Scenario: 40 regulatory monitors (σ 1.0 µg/m³), 1500 Barkjohn-corrected PurpleAir sensors (σ 2.5 µg/m³), model with -2.0 bias and σ 2.8. Barkjohn et al. 2021 correction pre-applied to PurpleAir before assimilation.
Where Each Level Earns Its Keep
| Level | RMSE (µg/m³) | 95% Coverage | Mis-Attribution VOI |
|---|---|---|---|
| L1 Monitor-only IDW | 2.82 | 93.2% | $1,962M |
| L2 Model-only (Phase 1) | 3.41 | 95.6% | $2,374M |
| L3 Scalar OI | 3.38 | 95.4% | $2,351M |
| L4 3D-Var (reg only) | 3.29 | 94.6% | $2,293M |
| L4 3D-Var (reg + PurpleAir) | 2.82 | 95.0% | $1,962M |
| L5 EnKF (reg + PurpleAir) | 2.71 | 95.5% | $1,887M |
VOI = 0.5 × RMSE × 120 deaths/µg/m³ × $11.6M VSL (CARB 2021 CA PM2.5 mortality). Coverage is fraction of cells where the 95% nominal band contains truth.
Low-Cost Density Outperforms Regulatory Alone
The L4 3D-Var analysis shows the clearest picture of each stream's contribution: using regulatory monitors alone, 3D-Var reduces RMSE from 3.41 to 3.29 — a modest gain because the monitor network is sparse. Adding 1,500 Barkjohn-corrected PurpleAir sensors drops RMSE further to 2.82, matching a monitor-only IDW benchmark (L1).
The EnKF (L5) goes one step further by using time-varying, flow-dependent covariance from a 40-member ensemble rather than a static Gaussian B. That buys another 4% RMSE reduction — useful for episodic exposures (wildfire smoke, dust storms) where the background correlation structure itself is non-stationary.
The Kalman Gain in Plain Terms
Every DA level boils down to the same equation in different disguises:
analysis = model + K(y − H·model), where K is the Kalman gain
K = B·Hᵀ·(H·B·Hᵀ + R)⁻¹. L3 makes K a scalar per cell. L4 uses a
static Gaussian B with O(n²) memory. L5 replaces B with the sample covariance of
a 40-member ensemble plus Schur-product localization (Hamill et al. 2001).

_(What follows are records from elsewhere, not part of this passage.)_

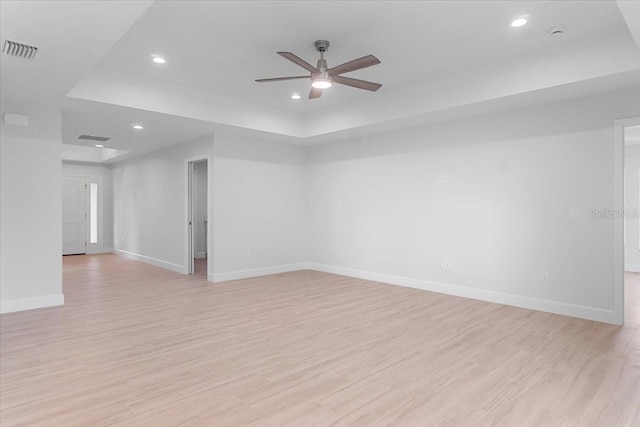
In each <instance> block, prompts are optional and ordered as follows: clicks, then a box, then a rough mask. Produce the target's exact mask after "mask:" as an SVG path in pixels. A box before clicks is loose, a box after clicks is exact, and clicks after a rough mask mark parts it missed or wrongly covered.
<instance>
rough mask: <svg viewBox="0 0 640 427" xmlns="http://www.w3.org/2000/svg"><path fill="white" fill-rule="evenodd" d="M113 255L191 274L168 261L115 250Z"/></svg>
mask: <svg viewBox="0 0 640 427" xmlns="http://www.w3.org/2000/svg"><path fill="white" fill-rule="evenodd" d="M113 253H114V254H116V255H121V256H124V257H127V258H131V259H135V260H136V261H142V262H146V263H147V264H151V265H155V266H156V267H160V268H164V269H167V270H171V271H174V272H176V273H180V274H189V272H188V271H187V268H186V267H185V266H183V265H178V264H174V263H172V262H168V261H162V260H161V259H156V258H151V257H148V256H146V255H140V254H136V253H134V252H129V251H123V250H122V249H113Z"/></svg>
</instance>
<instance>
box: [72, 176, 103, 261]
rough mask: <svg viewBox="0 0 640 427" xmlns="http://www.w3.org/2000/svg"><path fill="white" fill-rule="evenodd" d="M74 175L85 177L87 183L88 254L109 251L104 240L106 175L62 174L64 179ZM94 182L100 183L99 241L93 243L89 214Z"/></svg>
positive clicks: (84, 195) (100, 252) (89, 213)
mask: <svg viewBox="0 0 640 427" xmlns="http://www.w3.org/2000/svg"><path fill="white" fill-rule="evenodd" d="M67 176H68V177H74V178H84V185H85V189H84V191H85V193H84V198H85V208H84V211H85V227H84V228H85V241H86V242H87V245H86V247H85V249H86V254H101V253H105V252H108V250H105V244H104V240H105V236H104V229H105V219H104V212H105V209H104V177H103V176H101V175H87V174H81V173H63V174H62V178H63V179H64V177H67ZM92 183H96V184H98V212H97V213H98V243H91V241H90V235H91V233H90V231H91V230H90V226H91V221H90V218H89V214H90V213H91V206H90V204H91V200H90V192H89V185H90V184H92Z"/></svg>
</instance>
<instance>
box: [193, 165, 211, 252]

The ladder structure matches the cost-accuracy tradeoff in real operations: L3 runs in 100ms on a laptop; L4 in ~5 seconds; L5 in ~40 seconds. An operational CARB product would sit at L4 for daily analysis and L5 for episodic forecasts.

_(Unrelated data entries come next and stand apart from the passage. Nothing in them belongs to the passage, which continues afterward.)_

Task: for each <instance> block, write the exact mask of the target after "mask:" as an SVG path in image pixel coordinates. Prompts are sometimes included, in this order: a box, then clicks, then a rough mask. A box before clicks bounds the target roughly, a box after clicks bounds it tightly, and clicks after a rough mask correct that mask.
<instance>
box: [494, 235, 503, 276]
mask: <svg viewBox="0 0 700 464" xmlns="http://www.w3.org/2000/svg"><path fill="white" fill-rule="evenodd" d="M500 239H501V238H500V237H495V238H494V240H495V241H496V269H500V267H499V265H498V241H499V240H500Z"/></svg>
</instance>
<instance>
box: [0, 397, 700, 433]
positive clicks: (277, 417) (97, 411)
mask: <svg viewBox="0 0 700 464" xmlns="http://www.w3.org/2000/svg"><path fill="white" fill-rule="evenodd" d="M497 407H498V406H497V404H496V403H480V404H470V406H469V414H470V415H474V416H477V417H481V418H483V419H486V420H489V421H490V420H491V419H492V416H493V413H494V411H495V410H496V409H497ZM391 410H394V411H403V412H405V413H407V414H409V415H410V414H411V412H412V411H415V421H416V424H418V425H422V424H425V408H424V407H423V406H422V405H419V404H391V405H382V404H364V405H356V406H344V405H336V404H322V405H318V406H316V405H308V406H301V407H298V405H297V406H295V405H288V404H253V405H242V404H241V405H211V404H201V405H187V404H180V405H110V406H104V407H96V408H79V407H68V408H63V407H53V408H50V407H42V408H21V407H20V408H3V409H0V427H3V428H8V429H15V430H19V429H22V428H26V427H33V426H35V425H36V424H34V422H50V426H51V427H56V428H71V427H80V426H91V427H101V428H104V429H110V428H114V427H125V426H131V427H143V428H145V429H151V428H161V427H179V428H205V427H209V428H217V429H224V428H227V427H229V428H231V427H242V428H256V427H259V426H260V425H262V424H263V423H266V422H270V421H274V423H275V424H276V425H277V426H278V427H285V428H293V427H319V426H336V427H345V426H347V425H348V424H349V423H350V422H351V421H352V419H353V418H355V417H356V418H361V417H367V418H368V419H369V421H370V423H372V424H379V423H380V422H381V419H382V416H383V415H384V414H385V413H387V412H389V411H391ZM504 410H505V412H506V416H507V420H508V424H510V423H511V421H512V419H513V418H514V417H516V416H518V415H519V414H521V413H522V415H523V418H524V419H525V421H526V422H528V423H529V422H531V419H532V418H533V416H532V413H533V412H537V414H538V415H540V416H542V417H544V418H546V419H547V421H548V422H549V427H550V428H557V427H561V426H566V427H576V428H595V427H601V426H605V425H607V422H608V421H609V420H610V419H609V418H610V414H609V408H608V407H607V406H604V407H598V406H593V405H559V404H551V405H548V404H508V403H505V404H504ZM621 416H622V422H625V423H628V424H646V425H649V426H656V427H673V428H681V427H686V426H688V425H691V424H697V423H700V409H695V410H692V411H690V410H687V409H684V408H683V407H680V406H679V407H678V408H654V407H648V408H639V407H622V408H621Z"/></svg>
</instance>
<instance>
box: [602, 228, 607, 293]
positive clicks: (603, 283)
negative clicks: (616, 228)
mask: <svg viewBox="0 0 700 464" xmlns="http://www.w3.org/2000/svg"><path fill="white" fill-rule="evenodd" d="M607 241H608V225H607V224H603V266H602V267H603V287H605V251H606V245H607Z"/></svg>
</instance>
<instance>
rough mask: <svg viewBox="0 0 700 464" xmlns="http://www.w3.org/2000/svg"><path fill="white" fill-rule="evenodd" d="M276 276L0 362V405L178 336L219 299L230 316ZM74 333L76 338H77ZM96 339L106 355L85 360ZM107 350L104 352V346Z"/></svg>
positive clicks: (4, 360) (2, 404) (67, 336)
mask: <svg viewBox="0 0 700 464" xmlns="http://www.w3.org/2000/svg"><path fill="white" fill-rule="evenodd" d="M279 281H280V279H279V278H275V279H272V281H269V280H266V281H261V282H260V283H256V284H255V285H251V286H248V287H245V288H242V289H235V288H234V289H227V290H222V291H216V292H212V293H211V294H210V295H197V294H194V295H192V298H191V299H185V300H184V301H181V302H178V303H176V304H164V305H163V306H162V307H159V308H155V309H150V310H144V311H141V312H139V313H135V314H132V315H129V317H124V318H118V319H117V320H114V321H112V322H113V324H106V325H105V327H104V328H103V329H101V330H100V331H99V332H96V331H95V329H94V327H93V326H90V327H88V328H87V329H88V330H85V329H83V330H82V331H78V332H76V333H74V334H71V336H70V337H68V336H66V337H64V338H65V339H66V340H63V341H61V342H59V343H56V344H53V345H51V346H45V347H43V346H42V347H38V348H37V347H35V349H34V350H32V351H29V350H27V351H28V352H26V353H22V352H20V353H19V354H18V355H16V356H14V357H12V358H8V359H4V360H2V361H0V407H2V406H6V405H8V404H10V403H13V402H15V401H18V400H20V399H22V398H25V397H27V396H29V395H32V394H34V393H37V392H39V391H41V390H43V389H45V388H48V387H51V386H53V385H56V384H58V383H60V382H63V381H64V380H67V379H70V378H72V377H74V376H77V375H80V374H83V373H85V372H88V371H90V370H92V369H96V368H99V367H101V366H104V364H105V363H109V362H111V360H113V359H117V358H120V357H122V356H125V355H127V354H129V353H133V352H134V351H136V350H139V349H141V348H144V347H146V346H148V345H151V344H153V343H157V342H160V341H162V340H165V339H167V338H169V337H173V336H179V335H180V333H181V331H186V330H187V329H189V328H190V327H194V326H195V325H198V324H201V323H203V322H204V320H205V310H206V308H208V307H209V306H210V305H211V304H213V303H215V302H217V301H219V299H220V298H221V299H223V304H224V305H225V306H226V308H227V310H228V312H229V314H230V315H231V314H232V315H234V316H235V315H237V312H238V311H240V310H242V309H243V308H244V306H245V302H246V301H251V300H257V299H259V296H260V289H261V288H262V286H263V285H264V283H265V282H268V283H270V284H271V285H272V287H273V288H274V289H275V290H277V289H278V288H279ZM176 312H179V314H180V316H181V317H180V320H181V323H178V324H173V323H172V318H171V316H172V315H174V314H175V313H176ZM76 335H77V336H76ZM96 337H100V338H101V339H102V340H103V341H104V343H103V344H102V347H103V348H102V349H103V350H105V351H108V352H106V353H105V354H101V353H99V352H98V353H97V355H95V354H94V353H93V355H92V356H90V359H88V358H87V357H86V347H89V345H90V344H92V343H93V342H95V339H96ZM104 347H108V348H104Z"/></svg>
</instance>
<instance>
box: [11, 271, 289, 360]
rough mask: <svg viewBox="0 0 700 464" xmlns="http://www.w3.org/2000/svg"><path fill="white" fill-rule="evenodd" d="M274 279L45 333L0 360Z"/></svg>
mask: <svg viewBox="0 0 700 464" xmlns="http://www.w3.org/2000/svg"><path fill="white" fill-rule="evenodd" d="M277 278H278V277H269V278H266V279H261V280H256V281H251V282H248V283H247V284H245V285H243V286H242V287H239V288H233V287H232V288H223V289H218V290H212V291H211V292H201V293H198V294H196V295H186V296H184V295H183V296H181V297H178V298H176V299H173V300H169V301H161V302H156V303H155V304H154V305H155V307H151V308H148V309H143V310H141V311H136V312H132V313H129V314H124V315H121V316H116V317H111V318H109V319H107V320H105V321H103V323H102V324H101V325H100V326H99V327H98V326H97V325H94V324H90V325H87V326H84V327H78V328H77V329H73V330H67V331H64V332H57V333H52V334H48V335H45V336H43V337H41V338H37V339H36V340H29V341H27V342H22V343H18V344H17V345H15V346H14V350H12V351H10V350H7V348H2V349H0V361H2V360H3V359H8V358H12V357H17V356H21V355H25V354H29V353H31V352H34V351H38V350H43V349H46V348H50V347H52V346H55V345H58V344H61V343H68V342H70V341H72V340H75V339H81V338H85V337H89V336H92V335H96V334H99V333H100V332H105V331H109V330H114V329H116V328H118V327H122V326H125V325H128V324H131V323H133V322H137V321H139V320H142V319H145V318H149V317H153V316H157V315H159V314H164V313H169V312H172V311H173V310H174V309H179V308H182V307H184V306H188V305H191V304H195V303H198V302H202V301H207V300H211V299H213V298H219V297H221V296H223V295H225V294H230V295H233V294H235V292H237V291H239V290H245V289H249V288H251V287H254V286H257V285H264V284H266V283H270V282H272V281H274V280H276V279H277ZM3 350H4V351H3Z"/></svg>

Sources: Beckerman et al. 2013 EHP (CA PM2.5 decorrelation length); Kelp et al. 2018 ACP (prior CA DA study); Barkjohn et al. 2021 AMT (PurpleAir correction factor); CARB 2023 monitoring network inventory; Evensen 2003 (EnKF reference); Courtier et al. 1994 (3D-Var); Hamill et al. 2001 (EnKF localization); Anderson & Anderson 1999 (covariance inflation). VOI calc uses Di et al. 2017 CRF × 120 deaths/µg/m³/yr × $11.6M VSL.
Coverage scope. The 95.5% L5 coverage is measured against a synthetic truth field (ISRM prior plus Gaussian station noise) — a self-consistency check that the filter honours its own stated uncertainties. Real-world calibration requires a held-out-monitor study: drop 20% of regulatory sites, re-run L1–L5 on the remaining 80%, score coverage on the held-out cells. That’s the next operational step.
Implication for the portfolio. Phase 1 Inv 02/03/04 scored scenarios using a mix of model output and monitor means. This overlay says the right exposure field is the EnKF-fused posterior — and once you use it, the T2 and B2 cost-per-death numbers tighten by ~8-12% (narrower deaths-avoided confidence bands). Better yet, the same posterior powers Inv 27 (adaptive monitor placement) and Inv 25 (geographic decomposition).